Most shocking: Helena Stoeckley, a drug addict informant to the local narcotics squad, confessed to prosecutors and friends that she witnessed the killings. 

Deputy US Marshal Jimmy Britt claims prosecutors threatened to charge her with murder if she undermined their case by saying she had been at MacDonald’s home.

New DNA evidence suggests Jeffrey's original description of a female intruder could be accurateGETTY

New DNA evidence suggests Jeffrey’s original description of a female intruder could be accurate

On the witness stand, she claimed she could not remember where she was. Yet MacDonald’s description of the alleged intruders offered an almost perfect match to Stoeckley and her boyfriend Mitchell. 

He said one of his attackers wore an army jacket. Fayetteville Police Detective Prince Beasley, who knew Stoeckley, had seen her that night with a man in an army jacket. 

Stoeckley even told army prosecutors she was at the murder scene, and the “hippie element” was angry at MacDonald because “he would not treat them with methadone for their drug addiction.”

But investigator Robert Brisentine concluded that “her admittedly confused state of mind and her excessive drug use” made Stoekley’s testimony unreliable.

Yet in 2007, says her brother Gene, “She told my mum: ‘Jeffrey MacDonald is not guilty of the crimes.’

Her boyfriend, Greg Mitchell, also confessed to family and friends: “Greg just started crying and said to me: ‘Jeff is not the one that killed his family.
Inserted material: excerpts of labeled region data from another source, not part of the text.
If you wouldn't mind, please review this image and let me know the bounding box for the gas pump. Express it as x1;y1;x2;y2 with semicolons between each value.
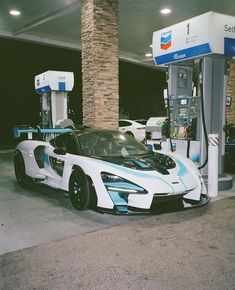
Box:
35;71;74;128
13;71;74;141
167;61;201;164
152;12;235;189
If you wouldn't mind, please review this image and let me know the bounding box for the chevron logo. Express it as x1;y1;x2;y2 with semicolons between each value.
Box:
161;31;171;50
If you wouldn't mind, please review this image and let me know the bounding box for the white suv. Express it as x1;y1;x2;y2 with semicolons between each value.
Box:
119;119;146;141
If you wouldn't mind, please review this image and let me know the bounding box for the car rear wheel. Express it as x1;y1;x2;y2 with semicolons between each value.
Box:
14;151;26;184
69;169;90;210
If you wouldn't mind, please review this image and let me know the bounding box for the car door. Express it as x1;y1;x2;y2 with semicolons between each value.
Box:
44;133;76;188
119;120;132;133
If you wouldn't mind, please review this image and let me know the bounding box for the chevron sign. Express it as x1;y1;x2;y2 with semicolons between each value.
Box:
161;31;171;50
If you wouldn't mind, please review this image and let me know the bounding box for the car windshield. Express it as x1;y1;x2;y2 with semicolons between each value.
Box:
77;131;150;157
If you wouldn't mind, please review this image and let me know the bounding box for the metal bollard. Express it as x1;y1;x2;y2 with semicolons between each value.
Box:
208;134;219;197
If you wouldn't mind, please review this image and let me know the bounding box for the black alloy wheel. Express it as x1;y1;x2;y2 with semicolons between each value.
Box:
14;151;26;184
69;169;90;210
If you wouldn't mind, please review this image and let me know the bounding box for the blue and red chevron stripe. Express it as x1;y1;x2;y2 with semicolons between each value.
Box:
161;33;171;50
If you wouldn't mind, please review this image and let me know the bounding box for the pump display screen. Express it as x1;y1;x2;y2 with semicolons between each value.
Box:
180;99;188;105
179;108;187;116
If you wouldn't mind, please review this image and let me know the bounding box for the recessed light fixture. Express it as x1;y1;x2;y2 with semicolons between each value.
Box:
160;8;171;15
9;9;20;16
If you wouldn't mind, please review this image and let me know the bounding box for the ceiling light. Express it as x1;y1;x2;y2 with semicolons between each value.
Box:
9;9;20;16
160;8;171;15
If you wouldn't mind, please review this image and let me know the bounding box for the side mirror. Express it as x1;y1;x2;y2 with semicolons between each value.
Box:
53;148;66;155
153;144;162;150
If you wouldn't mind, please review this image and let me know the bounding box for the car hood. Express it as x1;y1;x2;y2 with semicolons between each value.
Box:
95;154;175;175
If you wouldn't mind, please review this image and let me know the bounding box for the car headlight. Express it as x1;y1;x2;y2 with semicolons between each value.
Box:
154;152;176;169
101;172;148;194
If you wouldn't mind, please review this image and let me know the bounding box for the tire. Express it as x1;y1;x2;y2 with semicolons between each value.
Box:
69;169;90;210
14;151;26;184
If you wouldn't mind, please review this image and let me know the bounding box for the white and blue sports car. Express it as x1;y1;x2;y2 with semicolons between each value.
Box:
14;129;206;214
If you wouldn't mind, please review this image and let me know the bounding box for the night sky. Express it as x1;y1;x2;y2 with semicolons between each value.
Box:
0;38;166;148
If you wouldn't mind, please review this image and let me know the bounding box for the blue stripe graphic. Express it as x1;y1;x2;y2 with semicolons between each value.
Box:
155;43;211;64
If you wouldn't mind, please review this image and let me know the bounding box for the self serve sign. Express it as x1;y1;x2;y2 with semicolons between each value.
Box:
152;12;235;65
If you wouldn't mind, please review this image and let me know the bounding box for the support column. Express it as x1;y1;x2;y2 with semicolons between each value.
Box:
226;59;235;125
81;0;119;129
201;56;227;175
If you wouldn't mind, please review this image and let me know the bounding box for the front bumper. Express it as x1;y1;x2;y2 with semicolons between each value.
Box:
97;193;210;215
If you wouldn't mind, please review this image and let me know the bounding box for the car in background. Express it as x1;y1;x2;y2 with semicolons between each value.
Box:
119;119;146;141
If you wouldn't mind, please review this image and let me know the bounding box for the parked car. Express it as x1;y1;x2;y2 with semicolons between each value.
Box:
14;129;206;214
119;119;146;141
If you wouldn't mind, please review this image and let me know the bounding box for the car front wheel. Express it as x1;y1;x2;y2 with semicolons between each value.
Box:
69;169;90;210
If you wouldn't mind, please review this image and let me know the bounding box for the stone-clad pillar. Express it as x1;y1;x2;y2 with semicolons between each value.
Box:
81;0;119;129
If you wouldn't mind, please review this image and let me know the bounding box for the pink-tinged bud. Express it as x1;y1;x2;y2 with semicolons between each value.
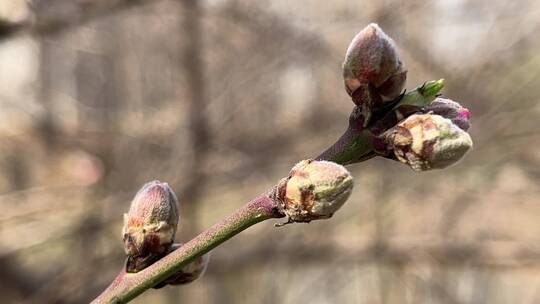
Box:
343;23;407;104
122;181;179;272
154;244;210;289
385;114;473;171
425;97;471;131
277;160;353;222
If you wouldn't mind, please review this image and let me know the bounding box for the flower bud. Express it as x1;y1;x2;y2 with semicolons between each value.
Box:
425;97;471;131
122;181;179;272
343;23;407;104
277;160;353;222
154;244;210;289
385;114;473;171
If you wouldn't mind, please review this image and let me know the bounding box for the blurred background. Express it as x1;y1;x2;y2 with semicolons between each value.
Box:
0;0;540;304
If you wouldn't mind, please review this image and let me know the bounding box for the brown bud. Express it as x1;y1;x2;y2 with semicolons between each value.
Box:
122;181;179;272
384;114;473;171
278;160;353;222
425;97;471;131
154;244;210;289
343;23;407;104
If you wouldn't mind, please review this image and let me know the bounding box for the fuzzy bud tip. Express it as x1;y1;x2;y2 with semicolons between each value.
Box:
343;23;407;101
278;160;353;222
122;181;179;272
386;114;473;171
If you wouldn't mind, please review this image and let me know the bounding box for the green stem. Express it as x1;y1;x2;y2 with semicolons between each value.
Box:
92;189;283;303
92;80;443;303
315;79;444;165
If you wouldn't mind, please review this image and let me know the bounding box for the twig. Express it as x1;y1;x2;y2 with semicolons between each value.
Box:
92;81;442;303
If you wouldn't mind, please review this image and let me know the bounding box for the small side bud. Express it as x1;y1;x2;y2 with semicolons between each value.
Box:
154;244;210;289
277;160;353;222
385;114;473;171
122;181;179;272
343;23;407;104
425;97;471;131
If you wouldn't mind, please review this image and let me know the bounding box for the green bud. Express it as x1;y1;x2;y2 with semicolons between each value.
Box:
278;160;353;222
384;114;473;171
122;181;179;272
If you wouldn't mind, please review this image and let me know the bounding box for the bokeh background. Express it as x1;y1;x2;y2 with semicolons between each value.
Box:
0;0;540;304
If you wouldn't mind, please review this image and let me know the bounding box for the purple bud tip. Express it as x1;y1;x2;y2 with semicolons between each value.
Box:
458;108;471;120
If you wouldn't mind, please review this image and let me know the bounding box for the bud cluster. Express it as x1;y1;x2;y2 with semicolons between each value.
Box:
343;24;472;171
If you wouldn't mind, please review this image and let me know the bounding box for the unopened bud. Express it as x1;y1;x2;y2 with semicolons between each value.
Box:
122;181;179;272
385;114;473;171
154;244;210;289
343;23;407;104
425;97;471;131
278;160;353;222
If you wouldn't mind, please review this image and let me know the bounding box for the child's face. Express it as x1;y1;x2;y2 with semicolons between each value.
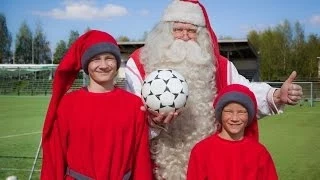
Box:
221;102;248;139
88;53;117;84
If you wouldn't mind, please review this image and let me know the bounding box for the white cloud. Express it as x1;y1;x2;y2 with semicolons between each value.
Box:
139;9;150;16
310;15;320;25
34;0;128;20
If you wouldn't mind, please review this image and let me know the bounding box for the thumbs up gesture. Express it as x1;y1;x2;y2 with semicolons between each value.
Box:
280;71;303;105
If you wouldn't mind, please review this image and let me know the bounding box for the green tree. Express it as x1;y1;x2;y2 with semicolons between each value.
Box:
275;20;292;76
33;23;51;64
67;30;80;49
53;40;67;64
0;13;12;64
306;34;320;80
290;22;308;78
14;21;32;64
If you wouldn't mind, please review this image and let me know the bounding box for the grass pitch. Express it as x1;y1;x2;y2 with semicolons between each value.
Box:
0;96;320;180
We did it,’” reveals Mitchell’s friend Donald Buffkin. 

But Mitchell died in 1982, and Stoeckley died of cirrhosis in 1983. MacDonald appeared last week before the 4th Circuit Court of Appeals in Richmond, Virginia, hoping to convince three judges with the new evidence. 

Their ruling is expected this spring. Kathryn Kurichh, aged 56, whom MacDonald married behind bars in 2002, believes he is the victim of a gross miscarriage of justice,. But many are convinced he is an unrepentant psychopath. 

“Someone in that house wearing his pyjama top, with his blood type, with his footprints, killed those people,” says his former prosecutor, Jim Blackburn. “Everything that’s come out since then hasn’t really contradicted the physical evidence of the case.” 

But MacDonald won’t give up his fight. “My goal is to walk out of prison a free and vindicated man – not just a free man,” he says. “I won’t go any other way.”